KellyAnne Conway, author of The National Popular Vote plan, argues that our system of elections is broken and that the best way to fix it is by adopting a National Popular Vote plan

Now, I can certainly see her point when she says that our election system is fundamentally flawed, but my question is what is that broken election system? This article will look at the system that she advocates for.

The admission essay writing service National Popular Vote plan has three basic parts. These are the allocation of electoral votes by congressional district, the electoral vote bonus for winning states, and the payment for the winner of the popular vote. In order to understand the plan, you first need to understand the electoral college. The electoral college works by dividing the population of all 50 states into districts, which are assigned based on population.

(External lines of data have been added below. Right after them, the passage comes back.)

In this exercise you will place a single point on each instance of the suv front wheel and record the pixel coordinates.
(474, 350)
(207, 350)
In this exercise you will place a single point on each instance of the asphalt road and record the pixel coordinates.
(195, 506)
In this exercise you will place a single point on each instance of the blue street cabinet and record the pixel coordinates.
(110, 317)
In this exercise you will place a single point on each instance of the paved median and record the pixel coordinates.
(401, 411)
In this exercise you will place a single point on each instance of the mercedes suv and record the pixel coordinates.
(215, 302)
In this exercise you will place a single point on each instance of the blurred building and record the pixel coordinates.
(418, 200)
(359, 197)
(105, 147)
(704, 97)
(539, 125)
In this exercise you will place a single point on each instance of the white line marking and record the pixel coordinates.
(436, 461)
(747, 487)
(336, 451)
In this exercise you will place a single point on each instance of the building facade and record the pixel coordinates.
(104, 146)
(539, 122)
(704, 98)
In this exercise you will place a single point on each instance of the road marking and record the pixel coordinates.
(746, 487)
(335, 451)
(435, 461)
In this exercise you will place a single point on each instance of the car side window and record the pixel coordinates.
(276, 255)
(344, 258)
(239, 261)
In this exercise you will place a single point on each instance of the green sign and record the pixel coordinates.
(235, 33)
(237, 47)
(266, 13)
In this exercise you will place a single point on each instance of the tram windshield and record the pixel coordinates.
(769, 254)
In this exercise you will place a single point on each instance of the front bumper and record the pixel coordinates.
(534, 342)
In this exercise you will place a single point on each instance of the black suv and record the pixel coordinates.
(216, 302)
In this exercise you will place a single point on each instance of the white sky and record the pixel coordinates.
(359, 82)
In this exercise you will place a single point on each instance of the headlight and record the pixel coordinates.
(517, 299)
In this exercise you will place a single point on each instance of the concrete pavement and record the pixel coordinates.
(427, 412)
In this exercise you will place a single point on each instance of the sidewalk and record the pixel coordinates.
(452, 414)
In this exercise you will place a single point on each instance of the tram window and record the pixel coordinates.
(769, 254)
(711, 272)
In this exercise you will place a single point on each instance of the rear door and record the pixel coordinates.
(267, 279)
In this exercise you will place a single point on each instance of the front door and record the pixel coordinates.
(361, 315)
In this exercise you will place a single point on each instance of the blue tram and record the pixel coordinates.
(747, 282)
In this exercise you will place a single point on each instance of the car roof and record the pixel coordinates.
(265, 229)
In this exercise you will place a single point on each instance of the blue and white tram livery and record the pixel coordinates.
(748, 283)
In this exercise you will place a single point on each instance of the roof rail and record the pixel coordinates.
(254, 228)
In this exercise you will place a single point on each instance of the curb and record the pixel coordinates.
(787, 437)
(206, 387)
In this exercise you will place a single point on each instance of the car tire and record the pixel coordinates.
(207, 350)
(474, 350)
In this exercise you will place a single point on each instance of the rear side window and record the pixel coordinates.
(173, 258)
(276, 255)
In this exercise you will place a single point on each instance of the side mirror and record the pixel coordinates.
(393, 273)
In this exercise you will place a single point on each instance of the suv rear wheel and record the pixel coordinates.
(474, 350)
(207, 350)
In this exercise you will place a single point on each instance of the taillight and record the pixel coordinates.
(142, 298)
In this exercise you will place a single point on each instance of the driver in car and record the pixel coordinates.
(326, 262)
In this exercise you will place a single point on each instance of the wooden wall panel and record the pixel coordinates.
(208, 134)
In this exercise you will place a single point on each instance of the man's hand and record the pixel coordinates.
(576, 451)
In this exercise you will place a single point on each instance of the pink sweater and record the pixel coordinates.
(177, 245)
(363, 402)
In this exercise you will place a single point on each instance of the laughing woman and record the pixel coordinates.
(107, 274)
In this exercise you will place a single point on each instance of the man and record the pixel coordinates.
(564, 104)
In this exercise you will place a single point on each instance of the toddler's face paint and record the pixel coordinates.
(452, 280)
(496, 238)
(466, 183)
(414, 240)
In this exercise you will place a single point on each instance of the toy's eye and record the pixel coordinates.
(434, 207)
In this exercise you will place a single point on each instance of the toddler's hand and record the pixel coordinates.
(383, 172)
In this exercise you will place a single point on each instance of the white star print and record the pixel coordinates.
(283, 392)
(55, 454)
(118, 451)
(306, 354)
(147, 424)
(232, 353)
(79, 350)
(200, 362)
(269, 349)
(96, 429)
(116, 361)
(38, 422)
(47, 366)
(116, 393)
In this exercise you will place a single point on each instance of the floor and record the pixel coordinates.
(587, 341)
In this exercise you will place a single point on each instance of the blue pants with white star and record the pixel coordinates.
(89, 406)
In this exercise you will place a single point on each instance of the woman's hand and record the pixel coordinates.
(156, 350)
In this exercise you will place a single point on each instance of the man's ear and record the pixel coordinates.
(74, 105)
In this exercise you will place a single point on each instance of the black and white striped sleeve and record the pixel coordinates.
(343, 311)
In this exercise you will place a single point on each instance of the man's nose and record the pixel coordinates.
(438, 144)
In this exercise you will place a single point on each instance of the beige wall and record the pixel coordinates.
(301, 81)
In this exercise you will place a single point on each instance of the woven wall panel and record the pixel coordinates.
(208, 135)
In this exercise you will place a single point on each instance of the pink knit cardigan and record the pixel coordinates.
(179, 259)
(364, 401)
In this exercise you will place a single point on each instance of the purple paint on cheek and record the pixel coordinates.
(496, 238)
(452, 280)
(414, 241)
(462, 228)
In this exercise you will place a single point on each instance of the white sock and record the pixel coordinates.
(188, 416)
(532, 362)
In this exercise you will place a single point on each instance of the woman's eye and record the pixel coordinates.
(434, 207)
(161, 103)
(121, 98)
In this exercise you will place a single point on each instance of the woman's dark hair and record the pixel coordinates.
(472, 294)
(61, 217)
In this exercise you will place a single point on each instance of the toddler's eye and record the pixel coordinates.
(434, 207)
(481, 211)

Each district is allocated the number of electoral votes, it would get if the state were a single-member district. For example, if California was divided into www.papernow.org districts, each district would get two electoral votes. Now, how many electors are we talking about? Thirty is the average number of electors. However, it doesn’t end there.

Some states get more than one electoral vote because of how the electoral votes are allocated. If a state like California has a lot of people, its electoral votes would be split between ten states and its own two electors. New York would receive two and so would Connecticut, Hawaii, Illinois, Maryland, Massachusetts, Minnesota, New Jersey, Pennsylvania, Rhode Island, and Washington.

Hannity has been the media darling for years

He has a large following and his show reaches a huge audience. So, he’s certainly going to get people talking about a National Popular Vote plan.

He then begins talking about how the people in these states should have their say. That’s where the theory breaks down. The electoral college allocates https://canvas.uw.edu/courses/1096788 electors according to the population of the state.

Hannity then starts to refer to “popular vote. ” He makes the same argument that the Electoral College is broken and that the most important thing is for the people in the states to have their say. However, it should be noted that the people in the states don’t have their say.

Now, Hannity makes this argument, which should be interesting to watch. Let’s assume that California had its say and chosen Hillary Clinton. Clinton would win the electoral college.

So, again, let’s assume that the Democrats won. Trump would win the popular vote, and California wouldn’t get its two electors. Now, who do you think will get those eight electoral votes?

In my opinion, Hannity’s idea is flawed. The answer is simple. The Democrats need to win in the states that count the most.

So, Hannity’s argument is flawed because the Democrats cannot win with just the people in the states. They have to win in the states that matter the most. If the Democrats don’t do this, they will never be able to win the election.

So, Hannity’s argument is wrong because the Democrats cannot win with the people in the states that matter. You see, a National Popular Vote plan is a perfect candidate for a rigged election system.